Chairman Mary Schapiro explains her agency's need for a 12% boost to its budget.
Sarah JohnsonMarch 17, 2010

A 12% increase in the Securities and Exchange Commission’s budget would enable the regulator to hire 374 more employees, some of whom would work for its corporate-finance and enforcement divisions, said SEC chairman Mary Schapiro today.

Schapiro testified before a House appropriations subcommittee on Wednesday to justify President Obama’s request that the commission receive approval of a $1.3 billion budget for the 2011 fiscal year (which runs from October 1, 2010, to September 30, 2011). She explained that in addition to the new hires, the bigger budget would help the SEC expand its work in surveillance, risk analysis, and technology, as well as give its staffers more training.

Most core to the interests of corporate CFOs, the SEC’s Division of Corporation Finance would receive an 8.7% funding boost, including 30 new employees. The division intends to give more attention to the disclosures of large and “financially significant” companies and is in the process of updating the disclosure rules that publicly traded companies follow.

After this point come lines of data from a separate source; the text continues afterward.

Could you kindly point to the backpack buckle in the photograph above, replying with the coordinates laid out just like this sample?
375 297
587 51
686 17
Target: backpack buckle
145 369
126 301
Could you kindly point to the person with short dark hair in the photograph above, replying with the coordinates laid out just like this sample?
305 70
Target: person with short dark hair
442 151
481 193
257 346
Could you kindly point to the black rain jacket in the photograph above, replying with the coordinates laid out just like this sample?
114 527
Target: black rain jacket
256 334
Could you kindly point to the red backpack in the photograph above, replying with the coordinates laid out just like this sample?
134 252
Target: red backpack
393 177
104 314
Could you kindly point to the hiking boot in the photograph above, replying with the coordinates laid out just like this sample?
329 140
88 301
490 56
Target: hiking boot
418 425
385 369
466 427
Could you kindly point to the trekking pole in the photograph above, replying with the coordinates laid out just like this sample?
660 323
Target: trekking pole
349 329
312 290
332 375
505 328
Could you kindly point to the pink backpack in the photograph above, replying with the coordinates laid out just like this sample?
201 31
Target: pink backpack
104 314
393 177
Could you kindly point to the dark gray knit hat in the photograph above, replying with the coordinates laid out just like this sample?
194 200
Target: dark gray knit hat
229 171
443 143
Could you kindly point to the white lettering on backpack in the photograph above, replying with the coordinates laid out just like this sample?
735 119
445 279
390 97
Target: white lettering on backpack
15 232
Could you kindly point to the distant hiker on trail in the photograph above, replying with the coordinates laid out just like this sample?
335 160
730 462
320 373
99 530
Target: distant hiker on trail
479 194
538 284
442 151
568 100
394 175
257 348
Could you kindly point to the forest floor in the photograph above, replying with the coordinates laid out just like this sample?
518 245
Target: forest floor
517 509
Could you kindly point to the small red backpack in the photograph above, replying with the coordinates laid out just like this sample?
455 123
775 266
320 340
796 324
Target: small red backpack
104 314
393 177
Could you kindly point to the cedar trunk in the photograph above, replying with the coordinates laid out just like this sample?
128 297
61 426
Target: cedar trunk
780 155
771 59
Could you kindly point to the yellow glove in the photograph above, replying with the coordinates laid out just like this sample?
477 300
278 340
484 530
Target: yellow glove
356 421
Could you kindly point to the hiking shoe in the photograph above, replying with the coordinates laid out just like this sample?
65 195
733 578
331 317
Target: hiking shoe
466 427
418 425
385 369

More broadly, Schapiro said she needs $24 million in additional funds to meet the new requirements proposed in the financial regulatory reform legislation circulating on Capitol Hill. Introduced on Monday, the Senate bill would give the SEC additional authority to supervise credit-rating agencies, reward whistle-blowers, and oversee hedge funds, which would be required to register with the commission as investment advisers. The bill — which will need to be reconciled with the companion House legislation passed late last year — would also make the SEC self-funded, eliminating the need for the commission to receive congressional budget approvals every year.

In her testimony, Schapiro called the next fiscal period “a critical year” for the SEC. Indeed, in the wake of the financial crisis, the commission has spent the past year cleaning house and reorganizing. That work has involved creating new divisions, cutting out layers of management, streamlining processes, and, in particular, boosting its enforcement staff under a new director, Robert Khuzami. “In recent years, the SEC’s enforcement program had suffered under a variety of procedural, structural, and budgetary constraints,” said Schapiro.

By all accounts, the SEC has been understaffed in recent years. The regulator lost 10% of its employees between 2005 and 2007, when its funding level was either flat or reduced. Currently, more than 3,800 SEC employees oversee more than 35,000 entities, Schapiro said.

The staffing issue became more pressing when Bernard Madoff’s Ponzi scheme came to light — a fraud that tarnished the reputation of the SEC, which missed or ignored several warning signs long before the fraud was uncovered. Under the proposed budget, the commission would increase the funds allocated to its inspections and examinations budget by 12% over fiscal 2010.

The SEC’s information technology systems have also fallen behind in recent years. Investments in new systems fell by more than half earlier this decade, Schapiro said. The commission recently centralized its tips and complaints across its many regional offices into one searchable database, and plans to improve how those tips can be searched and analyzed.